There are two performance aspects:
- Out of circuit: How fast it is to calculate the hash function result on a regular CPU.
- In circuit: How fast this can be calculated within a SNARK circuit under a particular proving system.
Both types of performance are relevant since the protocol requires calculating hash functions for different tasks both out and in circuits. The current tree uses keccak, which has good out-of-circuit performance but is challenging to perform efficiently on most bleeding-edge proving systems.
Account’s code
The current MPT doesn’t store the account’s code bytecode directly in the tree; it only stores a commitment (i.e., the code-hash as keccak(code_bytecode)
).
While this decision helps avoid potentially bloating the state tree with all the accounts’ code, it has an unfortunate drawback: since the tree stores the result of hashing the whole code, we still need to provide the full code as part of the proof if we want to prove a small slice of it.
This is the reason for the worst-case scenario of proving the state for an L1 block. You can craft a block that forces the prover to include a contract code of maximum size. A better tree design should allow for more efficient proofing of account code slices.
Proving parts of an account’s code is critical to efficiently allow stateless clients or block state proofs. During a transaction execution, only a small fraction of an account’s code is typically executed. Think, for example, of an ERC-20: the sender will execute the transfer
method but never call other methods like balanceOf
on-chain.
Proposed tree strategies
The new tree proposals address these problems by proposing:
- A more efficient encoding of data inside the tree.

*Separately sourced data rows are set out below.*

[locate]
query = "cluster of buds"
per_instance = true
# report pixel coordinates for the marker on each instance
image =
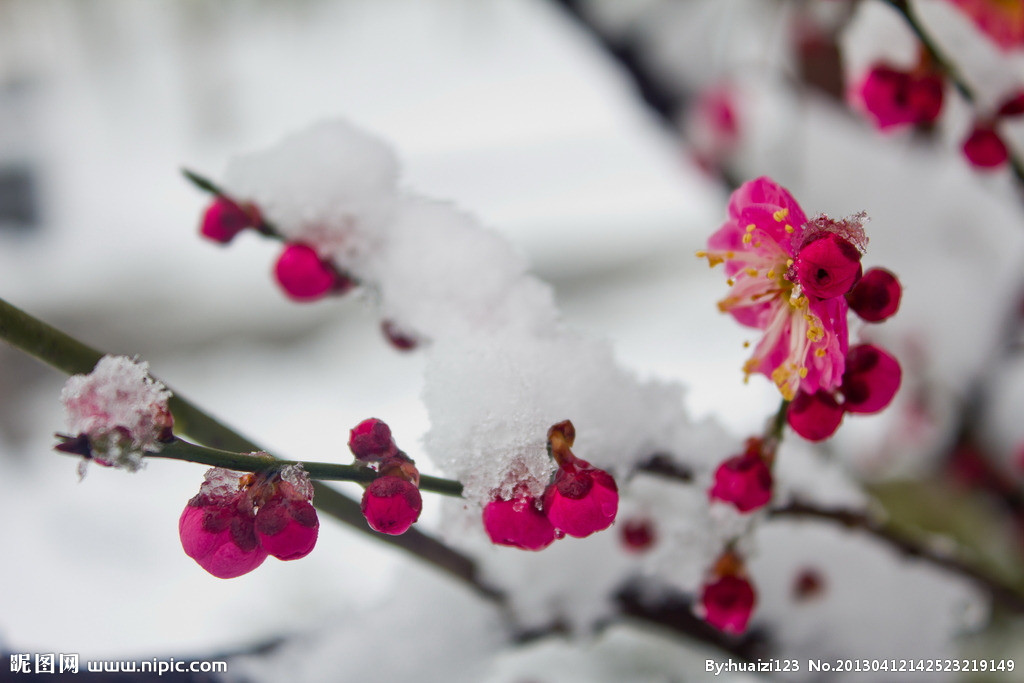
(302, 273)
(391, 503)
(580, 500)
(116, 414)
(870, 380)
(895, 98)
(238, 519)
(727, 597)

- Including the account’s code inside the tree, allowing size-efficient partial code proving.
- A more convenient merkelization strategy to generate and verify proofs more efficiently.
Verkle and Binary trees share the same strategy for solving the first two points — we’ll dive deeper into them on the Data encoding page. Each proposes a different strategy for the last point, explained in their respective Verkle Trees and Binary Tree pages.